Meaning of Interim Dividends

What is Interim Dividends?

Many investors choose to invest in the stock market using either a growth or dividend investing strategy. Dividend investing is a way to make steady income from dividends by investing in stable, profitable companies that have been around for a long time.

Investors who are considering this approach should be familiar with the concept of interim dividend. Also, the differences between final dividend and interim dividend.

What's a dividend?

Let's start by briefly understanding the concept of interim dividend before we can understand its meaning. The equity investors of a company can be considered its owners. They are considered to be the owners of the company and have automatic rights to any profits.

The company also distributes its profits to equity shareholders periodically via cash dividends. While cash dividends are more common, they are not the only way to distribute dividends. Many companies pay dividends to equity shareholders in the form of shares being given instead of cash. Stock dividends are dividends paid in stock.

When do dividends go out to shareholders?

A company usually holds an annual shareholders meeting in the form of an Annual general Meeting (AGM). The company presents to its equity shareholders the audited financial statements for the previous financial year. The company proposes a dividend rate that will be paid to shareholders. This is also presented for approval.

After receiving shareholder approval, the company distributes the dividends to its equity shareholders. The company proposes the final dividend at its AGM, after which the final financial statements have been prepared and audited.

What does interim dividend mean?

Let's now look at the interim dividend.

An interim dividend is a payment made by a company before the Annual General Meeting (AGM) takes place. Before the preparation of final financial statements, interim dividends are presented to shareholders and distributed to them.

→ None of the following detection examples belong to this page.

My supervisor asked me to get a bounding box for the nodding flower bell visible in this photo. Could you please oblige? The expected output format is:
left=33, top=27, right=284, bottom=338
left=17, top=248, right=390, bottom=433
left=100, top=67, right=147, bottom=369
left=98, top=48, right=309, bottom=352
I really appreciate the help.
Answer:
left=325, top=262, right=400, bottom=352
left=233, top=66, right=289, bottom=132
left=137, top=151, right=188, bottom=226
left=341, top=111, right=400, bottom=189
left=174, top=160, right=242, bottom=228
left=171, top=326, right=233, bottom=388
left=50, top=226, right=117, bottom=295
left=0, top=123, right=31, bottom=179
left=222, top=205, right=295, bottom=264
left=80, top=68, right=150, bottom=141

Final dividends are paid once only, but interim dividends may be paid at any time during the financial year. Most companies prefer to distribute these dividends quarterly or semiannually, along with the release or semi-annual accounts.

Because interim dividends are often issued more often to equity shareholders, they almost always have a lower rate than the final dividend. This is a key point to remember. As you have seen, interim dividends do not need to be paid out in cash. Many companies issue stock dividends rather than cash dividends.

An example of an interim dividend

To better understand the concept, let's take a look at an example of interim dividend.

NALCO (National Aluminium Company Limited) announced a dividend on November 18, 2019, shortly after publishing the semi-annual financial results and the second quarter (July-September) of the company. In their meeting, the company's board approved the payment of the dividend at 10% of its face value (Rs. 5 of the shares in the company, which was Rs. 0.50 equity share

The record date for the payment of dividends was also set by the company at December 02, 2020. This means that the dividend would only be available to the equity shareholders as of December 02, 2020.

The situation is clearly an example of an interim dividend because it was declared by the National Aluminium Company Limited in the middle year of the financial year prior to the preparation of final financial statements.

How does the interim dividend differ from the final dividend?

The gap between interim and final dividends is much greater than was disclosed by the company. Let's look at the differences.

Declaration of and approval for the dividend:

The board of directors does not propose the idea for the final dividend. The issue is considered by the shareholders, who vote on it, and then approve the payment of the final dividend.

The board of directors is responsible for declaring, voting on and authorizing the payment of interim dividends. The shareholders have the right to refuse payment of interim dividend and overturn the decision made by the board.

Financing of the Dividend:

The company usually draws from its current year net profits to fund the dividend payout since the final dividend is declared following the audit and preparation of the financial statements.

The company will usually use its cash reserves to pay interim dividends. This includes profits from previous financial years. Retained earnings do not include current year profits as they are the undistributed profits from the previous years.

Conclusion

You've learned everything you can about interim dividends. Here's another thing to remember. A company's interim dividends are almost always paid with a final payout.

In cases where the company pays both interim and final dividends the final dividend rate tends to be lower than that of a company which only pays a final dividend.